İnsan, diyalektik materyalist kökten rasyonalist bilimin eskiden dayattığı gibi bir "Atomlar ve moleküller bütünü" değildir. Çünkü insanın Diyalektik Materyalist kuru rasyonalist tarif, hiçkimsenin inkar edemeyeceği hayallerimizi, beklentilerimizi, sevgilerimizi, ıslıkla çaldığımız şarkılarımızı, kısacası bizi asıl biz yapan özelliklerimizi içeremiyor. İnsan, sadece biyo-kimyasal, mekanik ve diğer bilmemnetik özelliklerine indirgenemeyecek ölçüde bir "mana" canlısıdır, yani manevi bir yaratıktır ve bir araya geldiğinde moleküllerinden bahsetmeyip, çocuklarından, sevinçlerinden, öfkelerinden, inançlarından falan bahseder ve insanı insan yapan bu asıl özelliklerinin hiç biri maddi değildir. Arıların bile bir bilincinin olduğunun, hatta rüya gördüklerinin kanıtlandığı bir dünyada, eski usul Diyalektik Materyalizmin yaşamaya devam etmesi mümkün değildi. Kapitalist sistemin anlaşılması, çözümlenmesi ve aşılması yolunda bize en önemli teorik temeli sunan Karl Marx ve yakın dostu Friedrich Engels'in kurduğu Diyalektik Materyalizmin yetersizliği de, onların açtığı yolda ilerlenmesine engel teşkil etmiyor.

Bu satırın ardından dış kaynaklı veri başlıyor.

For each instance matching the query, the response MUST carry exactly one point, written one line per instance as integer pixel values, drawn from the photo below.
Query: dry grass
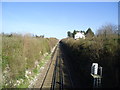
(19, 53)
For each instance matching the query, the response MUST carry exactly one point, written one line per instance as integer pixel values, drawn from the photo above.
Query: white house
(79, 35)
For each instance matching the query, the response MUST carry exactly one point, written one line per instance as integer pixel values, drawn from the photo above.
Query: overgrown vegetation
(20, 56)
(104, 48)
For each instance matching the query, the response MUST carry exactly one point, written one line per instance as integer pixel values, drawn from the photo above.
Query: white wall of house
(79, 35)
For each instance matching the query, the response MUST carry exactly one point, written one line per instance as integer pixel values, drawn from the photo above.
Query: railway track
(57, 76)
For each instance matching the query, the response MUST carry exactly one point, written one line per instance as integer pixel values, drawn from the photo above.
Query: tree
(89, 33)
(107, 30)
(69, 34)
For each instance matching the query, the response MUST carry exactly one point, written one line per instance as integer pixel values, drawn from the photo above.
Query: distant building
(79, 35)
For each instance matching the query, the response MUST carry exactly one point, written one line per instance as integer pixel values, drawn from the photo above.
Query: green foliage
(89, 33)
(104, 51)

Reel Sosyalizmin 1980'lerin sonunda iflas edip, "yeni düzen" arayışındaki modern ideolojilerin çöküşünden sonra, Postmodernizmle tanışmıştık. Hitler ve Musolini tipi totalitarizmlerin çöküşü İkinci Dünya Savaşı ertesinde Dünya'nın kabul ettiği başlıca gerçeklerin başında geliyordu. Postmodernizm, Reel Sosyalizmin de çöküşünün ardından, ideolojilerin birer halisünasyon olduğunu iddia ederek ortaya çıktı. 18'inci yüzyıldan beri, "bir dava için mücadele etmek" diye özetleyebileceğimiz modern yaklaşımı reddediyordu ve bizi, boş hayallerimizin esiri olmaktan kurtarmayı vaad ediyordu. Ama bunu, yeni hayaller sunarak yapmaya kalktı. Postmodernizme göre insanlar eskiden de (hatta "kalübeladan beri") büyük bir kollektif serap yaşıyorlardı ve artık bu hayallerden uyanmalıydılar. Türkiye'de ideolojiler serapından uyanan Solcular ya hedonist (yeni Sağcı) "Liberal" oldular, ya da "daha iyisi yok" denen kapitalizmin yeni kot pantolonlu patronları olmaya soyundular. Bu dönemde kapitalizmin adı "Demokrasi" olarak değiştiren eski Sol entelektüeller, daha iyisini "göremedikleri" bu sisteme eleştiriler yöneltmeyi bıraktılar.